Geometry and Mechanics of Thin Elastic Ribbons

Thin elastic structures such as rods and plates can undergo large displacements without breaking due to the inexpensive energy cost of bending compared to stretching as the thickness vanishes. This ability to dramatically change shape due to confinement, external loads and stimuli is of great interest for functionalization and improving mechanical properties based on geometry rather than chemistry. Ribbons are examples of elongated elastic structures with a strongly anisotropic cross-section making them intermediate between flat flexible filament and narrow thin plate. Due to this specific geometry, ribbons offer an interesting experimental and theoretical playground to explore elastic instabilities under large displacement, near and far from threshold [J. Elast. 119, 137 (2015)]. When stretched and twisted quasi-statically around its axis, elastic ribbons exhibit a wealth of morphologies including single buckle and wrinkles, curled and looped configurations [Phys. Rev.

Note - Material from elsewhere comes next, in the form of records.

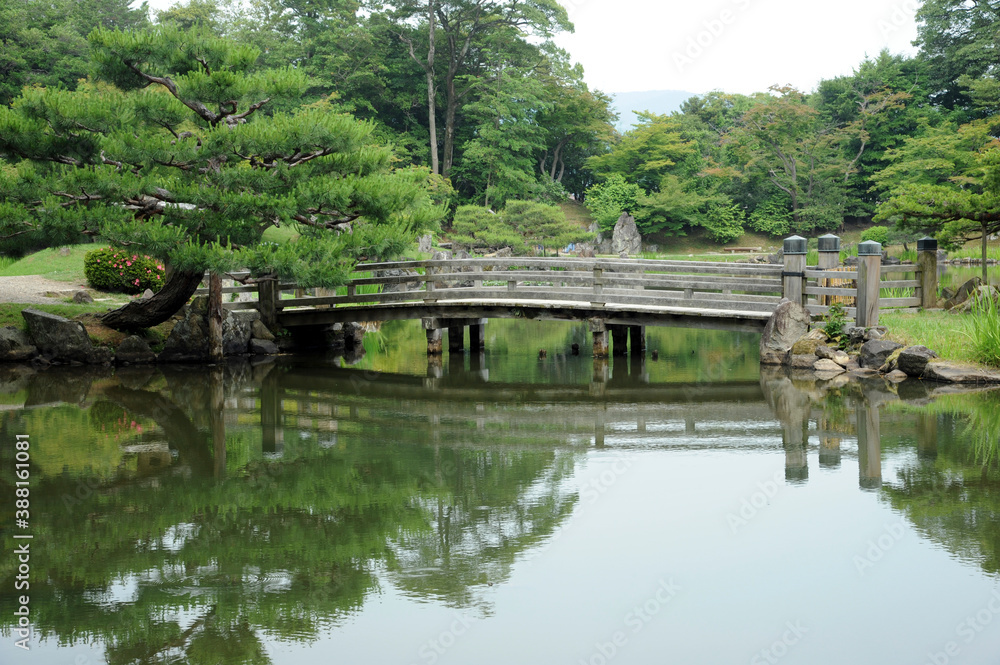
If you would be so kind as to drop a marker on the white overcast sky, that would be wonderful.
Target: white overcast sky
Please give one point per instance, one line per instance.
(739, 46)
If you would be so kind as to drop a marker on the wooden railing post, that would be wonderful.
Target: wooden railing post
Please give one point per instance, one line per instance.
(927, 267)
(869, 283)
(267, 302)
(794, 274)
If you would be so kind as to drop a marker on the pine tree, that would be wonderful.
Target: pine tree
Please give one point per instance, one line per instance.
(173, 151)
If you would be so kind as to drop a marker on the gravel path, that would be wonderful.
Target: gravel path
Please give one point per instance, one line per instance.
(32, 289)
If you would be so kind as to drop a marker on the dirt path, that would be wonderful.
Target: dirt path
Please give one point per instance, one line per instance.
(32, 289)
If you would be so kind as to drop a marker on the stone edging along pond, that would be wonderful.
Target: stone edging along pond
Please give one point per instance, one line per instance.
(787, 341)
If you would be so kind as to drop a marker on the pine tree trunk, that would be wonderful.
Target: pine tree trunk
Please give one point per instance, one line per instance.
(140, 314)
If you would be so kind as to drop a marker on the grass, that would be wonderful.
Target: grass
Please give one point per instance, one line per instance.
(982, 327)
(10, 313)
(937, 330)
(52, 264)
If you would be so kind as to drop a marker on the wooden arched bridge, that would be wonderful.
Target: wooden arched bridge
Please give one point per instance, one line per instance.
(617, 296)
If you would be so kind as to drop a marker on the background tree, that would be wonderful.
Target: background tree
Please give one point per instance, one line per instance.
(178, 161)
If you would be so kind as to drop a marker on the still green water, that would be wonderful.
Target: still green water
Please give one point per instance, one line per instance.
(500, 509)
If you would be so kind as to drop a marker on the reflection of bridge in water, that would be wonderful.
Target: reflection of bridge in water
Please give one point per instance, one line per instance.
(466, 409)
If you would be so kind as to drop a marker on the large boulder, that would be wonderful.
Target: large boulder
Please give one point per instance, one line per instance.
(63, 340)
(875, 352)
(945, 372)
(913, 360)
(134, 351)
(15, 345)
(626, 238)
(787, 325)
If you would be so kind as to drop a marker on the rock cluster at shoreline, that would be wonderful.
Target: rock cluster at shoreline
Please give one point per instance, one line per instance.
(788, 342)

Lett. 111, 174302 (2013)], as well as triangular facets [Soft Matter, 12, 4457 (2016)]. We characterized experimentally the various phases observed varying the twist, tension and the geometry using X-ray imaging and laser profilometry. I will present minimal models incorporating strong geometric non linearities and finite rotation to explain quantitatively the scaling observed for the measured threshold and shapes. Finally, I will present experimental results on the dynamic wrinkling instability of ribbon compressed at a finite rate in a viscous fluid [Phys. Rev. Lett, 119, 088001, (2017)] . The drag induces a dynamic lateral reinforcement of the filament leading to growth of wrinkles that coarsen over time . I will discuss a new dynamical regime where the pattern selection mechanism involves a non-trivial dependence with the loading rate.